Este livro tem a característica de apresentar numa harmonia de conjunto dois elementos não só distintos, mas até, ao parecer de muitos, incompatíveis. É de todos os livros do Velho Testamento o que com mais pormenores se refere à Lei, procurando governar toda a vida do Povo de Deus através de princípios gerais ou de preceitos especiais, e assim exigindo aquilo que poderíamos resumir com as palavras do Apóstolo “Quer comais, quer bebais, ou façais qualquer outra coisa, fazei tudo para glória de Deus” (1Co 10.31): insiste também na santidade do povo, baseada na santidade de Deus: “Sereis santos, porque Eu Sou santo”. E finalmente, como nenhum outro livro do Velho Testamento, foca a obra maravilhosa da Redenção humana através de Cristo, como que respondendo à pergunta de Jó: “Como se justificaria o homem para com Deus” (Jó 9.1) com palavras deste gênero: “Levará a sua oferta...”, “Porá as mãos na cabeça...”, “Confessará que pecou...”, “E o matará...”, “E o sacerdote aspergirá o sangue...”, “Fará expiação por ele, e será perdoado”.

É este o Evangelho do Novo Testamento que, para os pecadores, se apresenta em termos próprios do Velho, enriquecido com o ritual do sacrifício, que termina com o Dia da Expiação. “Nada há semelhante a este grande Dia da Expiação nos outros povos da antiguidade” comenta um autor moderno. “Se todo o sacrifício visa a pessoa de Cristo, este muito mais. Se Is 53 é a essência das profecias messiânicas, Lv 16 é dos tipos mosaicos a mais pura e refinada flor do simbolismo do Messias”. Para compreendermos o Calvário, vendo nele toda a sua glória trágica, temos de o contemplar à luz de toda a história sagrada, que nele se concentra.
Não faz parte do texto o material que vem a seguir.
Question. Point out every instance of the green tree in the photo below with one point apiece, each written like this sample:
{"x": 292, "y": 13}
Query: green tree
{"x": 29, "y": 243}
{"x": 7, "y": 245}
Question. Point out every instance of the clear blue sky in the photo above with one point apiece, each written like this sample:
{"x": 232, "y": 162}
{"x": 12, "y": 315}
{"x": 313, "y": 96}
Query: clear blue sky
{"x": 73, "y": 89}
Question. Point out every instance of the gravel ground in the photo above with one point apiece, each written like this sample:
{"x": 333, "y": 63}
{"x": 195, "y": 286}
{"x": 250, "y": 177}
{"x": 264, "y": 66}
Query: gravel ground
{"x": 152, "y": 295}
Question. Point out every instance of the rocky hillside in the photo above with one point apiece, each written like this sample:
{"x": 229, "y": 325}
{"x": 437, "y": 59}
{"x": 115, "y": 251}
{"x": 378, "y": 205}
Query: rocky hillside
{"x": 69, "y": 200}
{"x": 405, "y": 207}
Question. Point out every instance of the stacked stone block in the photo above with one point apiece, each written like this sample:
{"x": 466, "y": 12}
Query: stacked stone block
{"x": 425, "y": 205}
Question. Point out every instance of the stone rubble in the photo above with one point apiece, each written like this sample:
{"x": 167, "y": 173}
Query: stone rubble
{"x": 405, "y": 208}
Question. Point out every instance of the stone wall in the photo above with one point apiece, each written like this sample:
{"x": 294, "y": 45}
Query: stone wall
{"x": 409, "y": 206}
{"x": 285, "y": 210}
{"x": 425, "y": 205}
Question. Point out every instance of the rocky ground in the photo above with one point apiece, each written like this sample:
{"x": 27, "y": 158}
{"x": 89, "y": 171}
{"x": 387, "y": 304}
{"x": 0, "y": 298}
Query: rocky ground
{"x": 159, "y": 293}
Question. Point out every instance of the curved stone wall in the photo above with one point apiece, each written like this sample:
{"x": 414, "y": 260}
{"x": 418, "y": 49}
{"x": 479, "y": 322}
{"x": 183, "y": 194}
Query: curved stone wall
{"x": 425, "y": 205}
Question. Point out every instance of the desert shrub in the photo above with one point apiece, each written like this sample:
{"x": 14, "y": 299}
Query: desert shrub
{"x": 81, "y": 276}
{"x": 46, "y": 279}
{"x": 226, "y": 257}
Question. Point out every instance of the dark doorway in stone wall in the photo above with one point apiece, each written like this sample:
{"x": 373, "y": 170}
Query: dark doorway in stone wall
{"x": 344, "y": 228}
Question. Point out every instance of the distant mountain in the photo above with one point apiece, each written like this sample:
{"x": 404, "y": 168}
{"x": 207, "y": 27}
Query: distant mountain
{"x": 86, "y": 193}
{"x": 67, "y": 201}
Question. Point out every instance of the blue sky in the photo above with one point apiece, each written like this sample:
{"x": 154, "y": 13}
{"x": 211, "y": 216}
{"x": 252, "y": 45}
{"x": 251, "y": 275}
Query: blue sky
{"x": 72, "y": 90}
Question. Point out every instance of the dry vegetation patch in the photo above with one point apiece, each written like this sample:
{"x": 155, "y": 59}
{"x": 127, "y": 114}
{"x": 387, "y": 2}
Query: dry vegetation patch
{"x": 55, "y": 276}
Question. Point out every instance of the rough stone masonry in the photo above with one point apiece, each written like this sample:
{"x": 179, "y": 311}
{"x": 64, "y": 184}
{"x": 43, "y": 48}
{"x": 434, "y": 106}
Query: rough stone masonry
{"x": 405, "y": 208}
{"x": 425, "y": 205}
Com Isaías, o profeta “evangélico” do Velho Testamento, e com o autor da Epístola aos Hebreus, voltemo-nos para o Levítico e admiremos o que ali se diz do grande Dia da Expiação, não esquecendo as considerações que lhe seguem: “Porque a alma da carne está no sangue; pelo que vo-lo tenho dado sobre o altar, para fazer expiação pelas vossas almas: porquanto é o sangue que fará expiação pela alma” (Lv 17.11). Deste modo veremos desenrolar-se diante de nós o magnífico drama da Redenção, e à luz da imagem passaremos a compreender melhor a realidade.